A week and a half before the February 26 Aqaba meeting, Netanyahu’s office leaked that it had agreed to the three aforementioned measures, framing them as part of its effort to ease the PA’s financial situation ahead of the holy month of Ramadan, which began in late March. But then a month went by and none of the steps were implemented. A PA and a US official in late March both blamed far-right Finance Minister Bezalel Smotrich for dragging his feet on signing off on the steps. Smotrich’s office at the time declined to comment on the matter.
The three measures have the potential to add millions of dollars to Ramallah’s coffers annually. Lowering the fee on fuel transfers would be particularly significant because they make up over 30% of the PA’s imports. But the 1.5% fee Israel will be charging is still roughly a percentage point higher than what the World Bank recommends, according to a source familiar with the matter.
Earlier this month, Israel implemented another commitment aimed at easing Palestinian livelihood when it began operating the Allenby crossing on a nearly full-time basis, after over a year of pressure from the Biden administration. The crossing is primarily used by Palestinians who are barred from using Ben Gurion International Airport.
With the Allenby pledge fulfilled, US Ambassador to Israel Tom Nides told The Times of Israel he is focused on expanding 4G cellular coverage to Palestinians in Gaza and the West Bank, who currently are only granted 2G and 3G service respectively.

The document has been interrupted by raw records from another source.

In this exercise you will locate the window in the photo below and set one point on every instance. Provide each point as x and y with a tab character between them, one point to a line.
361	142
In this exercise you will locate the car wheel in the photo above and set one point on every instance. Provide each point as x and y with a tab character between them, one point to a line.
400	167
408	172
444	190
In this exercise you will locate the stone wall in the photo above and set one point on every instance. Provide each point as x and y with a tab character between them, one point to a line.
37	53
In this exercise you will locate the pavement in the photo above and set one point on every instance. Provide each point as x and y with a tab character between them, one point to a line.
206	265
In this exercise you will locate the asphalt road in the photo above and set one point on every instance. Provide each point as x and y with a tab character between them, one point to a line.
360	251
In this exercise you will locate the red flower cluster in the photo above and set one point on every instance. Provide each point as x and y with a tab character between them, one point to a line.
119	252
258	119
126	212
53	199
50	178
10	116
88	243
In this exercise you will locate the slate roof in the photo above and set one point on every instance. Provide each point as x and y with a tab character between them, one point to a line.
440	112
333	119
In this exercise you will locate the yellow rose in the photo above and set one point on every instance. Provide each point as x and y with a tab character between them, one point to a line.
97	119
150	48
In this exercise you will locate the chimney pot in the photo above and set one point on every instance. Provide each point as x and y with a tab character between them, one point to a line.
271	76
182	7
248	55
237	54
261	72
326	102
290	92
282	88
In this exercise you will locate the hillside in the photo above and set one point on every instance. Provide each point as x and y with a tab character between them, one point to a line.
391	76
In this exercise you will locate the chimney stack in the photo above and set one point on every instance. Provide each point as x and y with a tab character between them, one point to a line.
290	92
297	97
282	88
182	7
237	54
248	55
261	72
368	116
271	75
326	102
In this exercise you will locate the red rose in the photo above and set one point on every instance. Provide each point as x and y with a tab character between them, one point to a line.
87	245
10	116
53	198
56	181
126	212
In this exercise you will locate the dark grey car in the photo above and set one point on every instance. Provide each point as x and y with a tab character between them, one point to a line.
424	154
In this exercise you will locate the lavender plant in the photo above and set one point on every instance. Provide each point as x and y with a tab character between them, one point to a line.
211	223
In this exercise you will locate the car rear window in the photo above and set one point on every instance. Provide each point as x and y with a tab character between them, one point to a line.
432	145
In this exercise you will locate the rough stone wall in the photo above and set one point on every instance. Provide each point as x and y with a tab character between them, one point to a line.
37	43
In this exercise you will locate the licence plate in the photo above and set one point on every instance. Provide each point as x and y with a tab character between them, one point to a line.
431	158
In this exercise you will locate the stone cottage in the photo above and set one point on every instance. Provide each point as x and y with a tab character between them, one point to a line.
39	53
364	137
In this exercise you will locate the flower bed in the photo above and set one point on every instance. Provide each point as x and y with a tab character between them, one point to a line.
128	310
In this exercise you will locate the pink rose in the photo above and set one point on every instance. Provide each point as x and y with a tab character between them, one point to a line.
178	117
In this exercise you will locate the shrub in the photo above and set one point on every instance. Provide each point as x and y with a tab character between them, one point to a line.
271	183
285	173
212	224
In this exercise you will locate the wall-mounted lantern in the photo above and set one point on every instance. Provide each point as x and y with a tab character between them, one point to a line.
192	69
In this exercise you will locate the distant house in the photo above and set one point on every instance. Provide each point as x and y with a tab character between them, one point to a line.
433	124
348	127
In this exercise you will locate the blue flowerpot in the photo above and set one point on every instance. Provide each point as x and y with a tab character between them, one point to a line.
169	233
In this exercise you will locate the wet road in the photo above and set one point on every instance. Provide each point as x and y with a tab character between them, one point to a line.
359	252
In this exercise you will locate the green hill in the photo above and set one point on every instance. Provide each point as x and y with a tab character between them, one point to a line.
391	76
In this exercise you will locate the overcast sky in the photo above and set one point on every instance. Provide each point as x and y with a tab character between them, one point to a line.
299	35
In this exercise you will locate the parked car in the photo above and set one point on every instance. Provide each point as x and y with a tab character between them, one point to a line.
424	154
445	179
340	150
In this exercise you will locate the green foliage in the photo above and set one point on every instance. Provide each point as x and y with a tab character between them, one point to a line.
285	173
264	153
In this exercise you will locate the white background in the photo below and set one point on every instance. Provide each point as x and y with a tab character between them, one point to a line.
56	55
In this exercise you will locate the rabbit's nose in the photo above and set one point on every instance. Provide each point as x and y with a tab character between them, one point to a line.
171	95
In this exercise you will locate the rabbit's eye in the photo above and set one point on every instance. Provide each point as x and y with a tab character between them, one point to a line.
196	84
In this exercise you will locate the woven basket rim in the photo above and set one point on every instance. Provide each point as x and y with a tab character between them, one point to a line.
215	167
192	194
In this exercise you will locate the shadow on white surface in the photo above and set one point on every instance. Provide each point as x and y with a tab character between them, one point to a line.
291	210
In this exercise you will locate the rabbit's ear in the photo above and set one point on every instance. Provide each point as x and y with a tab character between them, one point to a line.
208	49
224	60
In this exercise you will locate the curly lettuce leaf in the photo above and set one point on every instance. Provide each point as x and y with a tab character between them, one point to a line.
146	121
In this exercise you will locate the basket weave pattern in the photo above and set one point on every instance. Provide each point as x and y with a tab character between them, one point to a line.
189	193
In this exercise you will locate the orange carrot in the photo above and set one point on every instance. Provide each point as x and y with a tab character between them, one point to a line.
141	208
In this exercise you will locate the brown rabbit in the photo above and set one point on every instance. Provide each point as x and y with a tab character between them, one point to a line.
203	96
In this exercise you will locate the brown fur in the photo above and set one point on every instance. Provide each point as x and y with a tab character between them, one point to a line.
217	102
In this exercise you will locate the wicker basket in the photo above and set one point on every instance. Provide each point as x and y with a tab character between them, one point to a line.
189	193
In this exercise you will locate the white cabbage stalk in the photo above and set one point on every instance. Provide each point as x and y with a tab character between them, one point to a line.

The initiative has moved slowly though, according to Israeli and US officials, but Nides said he was determined to see it through in the coming months. “I want it turned on on their phones by the end of the year.”
He’s also working on securing funds from several Arab countries for the East Jerusalem Hospital Network that were pledged last year. The US announced $100 million of its own funding during Biden’s visit and said the United Arab Emirates, Qatar, Kuwait and Saudi Arabia would be matching that sum with $25 million each. Since then, only the UAE has followed through with its donation.
In addition, Nides revealed that he’s working to get the Jenin Power Plant up and running after years of preparation and expressed his hope that it would be ready to provide nearly 50% of electricity for Palestinians by the end of the year.